Moody says some of those titles now sell in online auctions for four-figure sums. For instance, not even Cricket South Africa has copies of a collection of rare videos he has from the South African rebel tours, which remain a lost world of cricket history. He says that copies have sold on eBay for up to $4000, and he has even fielded requests from players who featured in the games to provide them with footage from the tours. Want to see Sylvester Clarke hit Peter Kirsten with a bouncer in 1983-84? Thanks to Moody, you now can.
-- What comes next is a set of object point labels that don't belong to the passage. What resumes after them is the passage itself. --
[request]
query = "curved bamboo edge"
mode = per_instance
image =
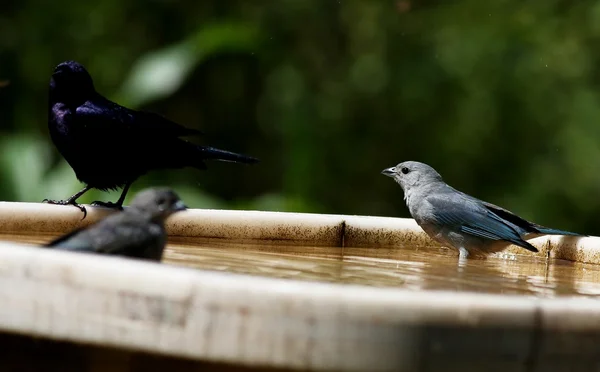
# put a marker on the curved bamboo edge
(256, 321)
(280, 228)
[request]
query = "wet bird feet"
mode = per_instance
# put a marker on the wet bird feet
(67, 202)
(110, 205)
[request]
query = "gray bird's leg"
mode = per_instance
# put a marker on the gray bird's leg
(71, 201)
(119, 204)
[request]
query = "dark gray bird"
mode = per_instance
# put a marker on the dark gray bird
(110, 146)
(138, 231)
(456, 219)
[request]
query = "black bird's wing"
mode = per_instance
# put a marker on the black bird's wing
(469, 216)
(103, 116)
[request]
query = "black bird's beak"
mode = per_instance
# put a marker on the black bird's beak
(179, 206)
(390, 172)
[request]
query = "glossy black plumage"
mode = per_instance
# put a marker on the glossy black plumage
(110, 146)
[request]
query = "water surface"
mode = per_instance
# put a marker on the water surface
(422, 268)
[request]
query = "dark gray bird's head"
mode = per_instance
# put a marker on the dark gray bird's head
(159, 203)
(411, 174)
(70, 83)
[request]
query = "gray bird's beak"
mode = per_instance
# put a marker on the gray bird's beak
(179, 206)
(390, 172)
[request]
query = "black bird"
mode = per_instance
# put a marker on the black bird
(109, 146)
(137, 232)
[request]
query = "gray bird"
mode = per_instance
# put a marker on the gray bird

Moody still talks with a boyish enthusiasm of the days when rain delays in Australian internationals saw Channel Nine delve into its archives to show some old gold. He bemoans the current trend in which Nine will "return to normal programming, which of course means an Elvis movie we've all seen a million times. I don't understand how that is normal programming."
Moody's views on the game are trenchant and often surprising. His decision to record the ever-expanding schedule of T20 games in a lower-quality format than he uses for Tests and one-day cricket is as much a philosophical one as to do with practicalities. He says the newest format is "mildly entertaining when it's on but there's obviously a different vibe about it… I certainly don't dislike it to any great extent but it's clearly an inferior type of cricket."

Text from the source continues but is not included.